The double-curvature panels required by the architectural design were used as models in a software programme using Visual Basic operating in a Rhino environment which could subsequently generate flat and single-curvature panels based on the analysis of the local curvature morphology of the original double-curvature panels. The software-driven panel-generation method was used to facilitate the rationalisation of manufactured sheet metal panels and to comply with higher demands in terms of cost requirements and manufacturing complexity.

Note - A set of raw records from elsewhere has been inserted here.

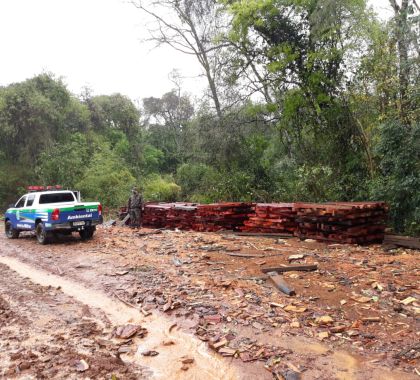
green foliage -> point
(106, 179)
(158, 188)
(198, 181)
(319, 102)
(398, 180)
(64, 163)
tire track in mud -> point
(168, 363)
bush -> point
(197, 181)
(398, 181)
(163, 189)
(106, 180)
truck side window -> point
(30, 200)
(21, 202)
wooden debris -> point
(305, 268)
(402, 241)
(281, 284)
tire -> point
(87, 233)
(43, 237)
(11, 233)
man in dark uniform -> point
(135, 203)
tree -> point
(406, 31)
(190, 27)
(166, 120)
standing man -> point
(135, 204)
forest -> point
(307, 100)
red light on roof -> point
(40, 188)
(36, 188)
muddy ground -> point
(199, 307)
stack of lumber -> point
(342, 222)
(155, 214)
(181, 216)
(271, 218)
(222, 216)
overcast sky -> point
(93, 43)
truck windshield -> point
(56, 198)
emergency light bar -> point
(42, 188)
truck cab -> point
(50, 212)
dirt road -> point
(63, 306)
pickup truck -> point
(49, 213)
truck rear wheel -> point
(42, 236)
(11, 233)
(87, 233)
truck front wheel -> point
(11, 233)
(42, 236)
(87, 233)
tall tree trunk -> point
(402, 33)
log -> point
(402, 241)
(280, 284)
(290, 268)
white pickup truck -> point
(51, 212)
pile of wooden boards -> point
(169, 215)
(342, 222)
(271, 218)
(222, 216)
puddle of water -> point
(168, 363)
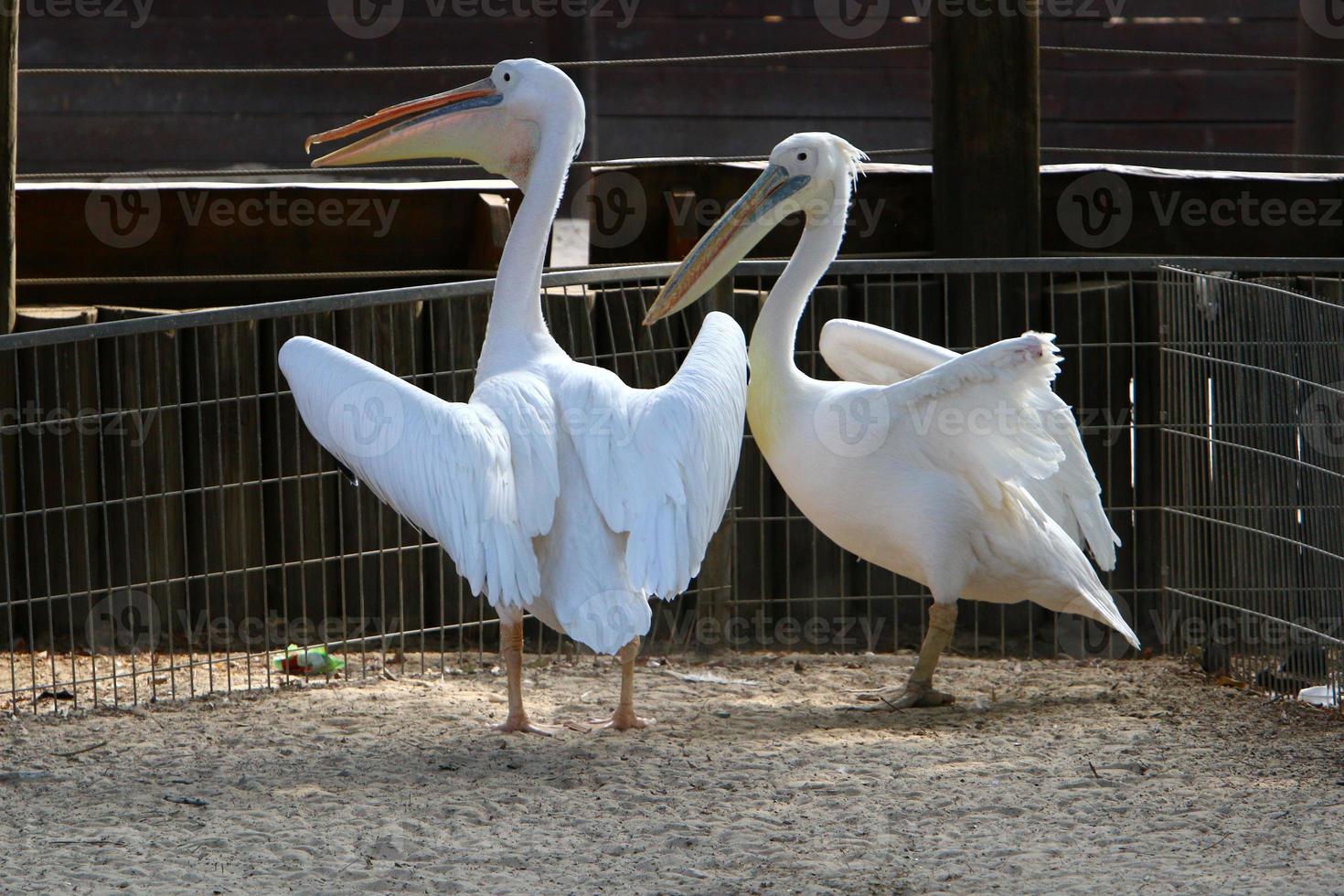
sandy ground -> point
(1046, 776)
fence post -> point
(986, 132)
(10, 37)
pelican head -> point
(497, 121)
(812, 174)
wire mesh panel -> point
(169, 526)
(1253, 452)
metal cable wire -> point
(263, 277)
(663, 60)
(582, 63)
(1183, 54)
(276, 172)
(1197, 154)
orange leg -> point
(918, 690)
(511, 655)
(624, 718)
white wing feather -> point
(479, 477)
(860, 352)
(661, 466)
(975, 415)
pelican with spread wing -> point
(964, 472)
(557, 489)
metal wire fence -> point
(167, 526)
(1253, 495)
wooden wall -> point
(105, 123)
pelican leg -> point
(918, 690)
(624, 718)
(511, 656)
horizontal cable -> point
(575, 65)
(1200, 154)
(386, 169)
(231, 277)
(1254, 613)
(1181, 54)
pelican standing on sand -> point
(965, 473)
(557, 489)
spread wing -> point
(477, 477)
(976, 415)
(864, 354)
(664, 466)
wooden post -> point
(987, 180)
(1320, 100)
(986, 133)
(10, 39)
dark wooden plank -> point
(1168, 96)
(1320, 101)
(987, 136)
(8, 165)
(226, 229)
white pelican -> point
(945, 469)
(557, 489)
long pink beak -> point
(475, 96)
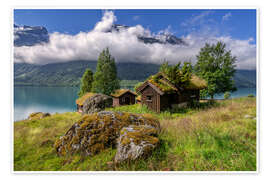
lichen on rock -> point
(96, 103)
(95, 132)
(136, 142)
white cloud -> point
(135, 18)
(226, 16)
(126, 47)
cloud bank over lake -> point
(125, 46)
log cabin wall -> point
(127, 96)
(167, 100)
(151, 99)
(116, 102)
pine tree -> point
(217, 66)
(105, 77)
(86, 82)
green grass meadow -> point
(218, 136)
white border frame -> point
(258, 128)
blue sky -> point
(237, 23)
(80, 34)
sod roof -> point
(161, 81)
(81, 100)
(121, 92)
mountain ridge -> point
(69, 73)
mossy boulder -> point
(95, 132)
(38, 115)
(96, 103)
(136, 142)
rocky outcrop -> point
(136, 142)
(97, 103)
(95, 132)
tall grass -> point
(219, 137)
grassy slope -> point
(216, 138)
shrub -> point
(227, 95)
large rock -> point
(97, 103)
(136, 142)
(95, 132)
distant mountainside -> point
(164, 38)
(29, 36)
(69, 73)
(32, 35)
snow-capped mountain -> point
(160, 38)
(29, 36)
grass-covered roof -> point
(81, 100)
(120, 92)
(162, 82)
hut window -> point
(149, 98)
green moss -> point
(204, 142)
(101, 130)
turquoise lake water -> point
(62, 99)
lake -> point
(28, 99)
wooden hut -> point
(158, 93)
(123, 97)
(82, 99)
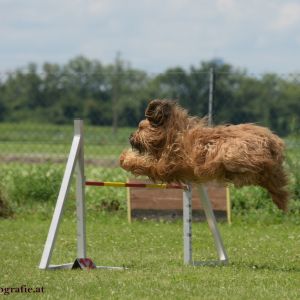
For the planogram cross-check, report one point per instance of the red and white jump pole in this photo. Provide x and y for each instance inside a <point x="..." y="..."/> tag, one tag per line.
<point x="76" y="163"/>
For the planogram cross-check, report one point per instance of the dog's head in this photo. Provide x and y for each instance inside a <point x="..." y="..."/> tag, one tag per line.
<point x="154" y="132"/>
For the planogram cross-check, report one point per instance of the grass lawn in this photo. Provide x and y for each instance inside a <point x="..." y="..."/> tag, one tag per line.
<point x="264" y="260"/>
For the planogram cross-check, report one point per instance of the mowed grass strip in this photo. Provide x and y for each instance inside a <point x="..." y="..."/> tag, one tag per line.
<point x="264" y="260"/>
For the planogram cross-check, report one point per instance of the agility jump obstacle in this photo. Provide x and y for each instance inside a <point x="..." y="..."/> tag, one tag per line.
<point x="75" y="163"/>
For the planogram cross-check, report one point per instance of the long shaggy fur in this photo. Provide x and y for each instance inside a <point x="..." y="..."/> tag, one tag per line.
<point x="170" y="146"/>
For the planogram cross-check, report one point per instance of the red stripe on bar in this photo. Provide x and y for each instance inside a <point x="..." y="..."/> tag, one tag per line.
<point x="138" y="185"/>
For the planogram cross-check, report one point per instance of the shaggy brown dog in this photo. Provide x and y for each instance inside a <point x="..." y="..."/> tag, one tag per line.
<point x="171" y="146"/>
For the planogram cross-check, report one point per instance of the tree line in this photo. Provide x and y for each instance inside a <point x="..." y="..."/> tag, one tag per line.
<point x="117" y="94"/>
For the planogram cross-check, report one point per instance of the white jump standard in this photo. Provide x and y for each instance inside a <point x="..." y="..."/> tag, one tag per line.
<point x="76" y="163"/>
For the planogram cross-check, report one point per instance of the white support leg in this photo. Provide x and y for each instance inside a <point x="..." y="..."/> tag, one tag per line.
<point x="212" y="223"/>
<point x="46" y="257"/>
<point x="80" y="194"/>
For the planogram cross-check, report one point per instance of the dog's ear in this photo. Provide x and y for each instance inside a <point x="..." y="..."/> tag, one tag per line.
<point x="158" y="111"/>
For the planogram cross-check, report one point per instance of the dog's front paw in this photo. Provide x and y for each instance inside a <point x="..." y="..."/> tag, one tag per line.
<point x="126" y="159"/>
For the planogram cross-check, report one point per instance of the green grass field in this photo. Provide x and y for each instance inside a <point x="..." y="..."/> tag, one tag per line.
<point x="264" y="260"/>
<point x="263" y="244"/>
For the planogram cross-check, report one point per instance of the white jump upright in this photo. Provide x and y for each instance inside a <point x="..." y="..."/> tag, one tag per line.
<point x="75" y="159"/>
<point x="76" y="163"/>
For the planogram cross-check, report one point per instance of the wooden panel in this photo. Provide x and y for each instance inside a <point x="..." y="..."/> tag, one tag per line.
<point x="171" y="199"/>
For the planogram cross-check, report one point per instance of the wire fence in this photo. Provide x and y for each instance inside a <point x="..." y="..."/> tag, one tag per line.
<point x="37" y="108"/>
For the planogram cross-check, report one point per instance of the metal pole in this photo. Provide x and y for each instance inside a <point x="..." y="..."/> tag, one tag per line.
<point x="212" y="223"/>
<point x="187" y="226"/>
<point x="66" y="182"/>
<point x="80" y="193"/>
<point x="211" y="96"/>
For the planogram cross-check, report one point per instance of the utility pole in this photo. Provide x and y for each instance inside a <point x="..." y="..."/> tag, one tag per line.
<point x="211" y="96"/>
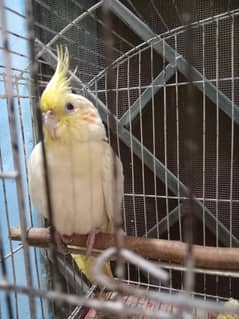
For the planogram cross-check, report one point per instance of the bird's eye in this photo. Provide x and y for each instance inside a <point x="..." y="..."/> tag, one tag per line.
<point x="69" y="107"/>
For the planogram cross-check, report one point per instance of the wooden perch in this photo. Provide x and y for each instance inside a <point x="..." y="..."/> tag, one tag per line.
<point x="157" y="249"/>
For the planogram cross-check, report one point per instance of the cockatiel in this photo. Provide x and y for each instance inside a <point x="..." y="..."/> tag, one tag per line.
<point x="80" y="163"/>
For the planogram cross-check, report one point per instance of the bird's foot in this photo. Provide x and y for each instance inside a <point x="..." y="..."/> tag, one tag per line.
<point x="91" y="240"/>
<point x="59" y="241"/>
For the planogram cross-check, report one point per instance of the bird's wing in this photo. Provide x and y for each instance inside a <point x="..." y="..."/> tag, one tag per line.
<point x="113" y="183"/>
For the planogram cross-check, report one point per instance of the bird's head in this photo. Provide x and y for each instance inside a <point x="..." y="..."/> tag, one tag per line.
<point x="66" y="116"/>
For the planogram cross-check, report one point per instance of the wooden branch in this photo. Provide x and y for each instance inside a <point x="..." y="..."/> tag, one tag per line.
<point x="157" y="249"/>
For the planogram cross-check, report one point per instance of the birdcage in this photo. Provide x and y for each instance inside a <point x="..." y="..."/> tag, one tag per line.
<point x="164" y="78"/>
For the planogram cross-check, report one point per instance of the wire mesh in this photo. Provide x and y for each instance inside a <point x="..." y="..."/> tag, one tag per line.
<point x="144" y="85"/>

==Imitation of the design==
According to Der Spiegel, the design of the Wangjing SOHO has been pirated, by the Meiquan 22nd Century building (美全22世纪) located in the Chinese city of Chongqing. Satoshi Ohashi of Zaha Hadid Architects mentioned that the Chongqing project may have obtained details of the SOHO project in digital form. The Meiquan complex was expected to finish ahead of the Wangjing SOHO project and this development put pressure on Hadid to speed-up her plans to finish her SOHO project ahead of the competing towers in Chongqing. Ohashi mentioned that Zaha Hadid Architects had taken legal measures against Chongqing Meiquan Properties Ltd.

Yet You Yunting, a lawyer practising in Shanghai, specialising in intellectual property cases, and founder of an online journal covering Chinese copyright laws, had found that great similarities existed between the two projects and that there was a good legal case for the Zaha Architects to file a copyright infringement lawsuit against the other company. He also mentioned that: "But even if the judge rules in favor of SOHO, the court will not force the defendant to pull the building down. But it could order the payment of compensation."

On 14 May 2012 the companies which built the two projects, SOHO China and Chongqing Meiquan held a press conference during which the Chongqing Meiquan representative stated that the inspiration behind the design of the Meiquan 22nd Century project were "the cobblestones on the bank of the Yangtze River by which Chongqing was built". Pan Shiyi, the Wanjing SOHO representative, countered that the design of the Wanjing towers was meant to evoke the Koi fish and declared his intention of filing a lawsuit, saying that intellectual property had to be protected in China. During the press conference the Chinese Intellectual Property commission was present and issued a report at the end of the event. The developer of the Chongqing Meiquan project later wrote in the company blog: "Never meant to copy, only want to surpass."

Dutch architect Rem Koolhaas told Der Spiegel that the rapid growth of Chinese cities has led to the appearance of architects who "copy and paste" architectural elements from other designs and create new composite designs. Koolhaas calls these architects "Photoshop designers" and says: "Photoshop allows us to make collages of photographs -- (and) this is the essence of (China's) architectural and urban production…. Design today becomes as easy as Photoshop, even on the scale of a city." Zaha Hadid's reaction was more philosophical; she said that it would be "quite exciting" if the cloned designs came up in the future with "innovative design mutations".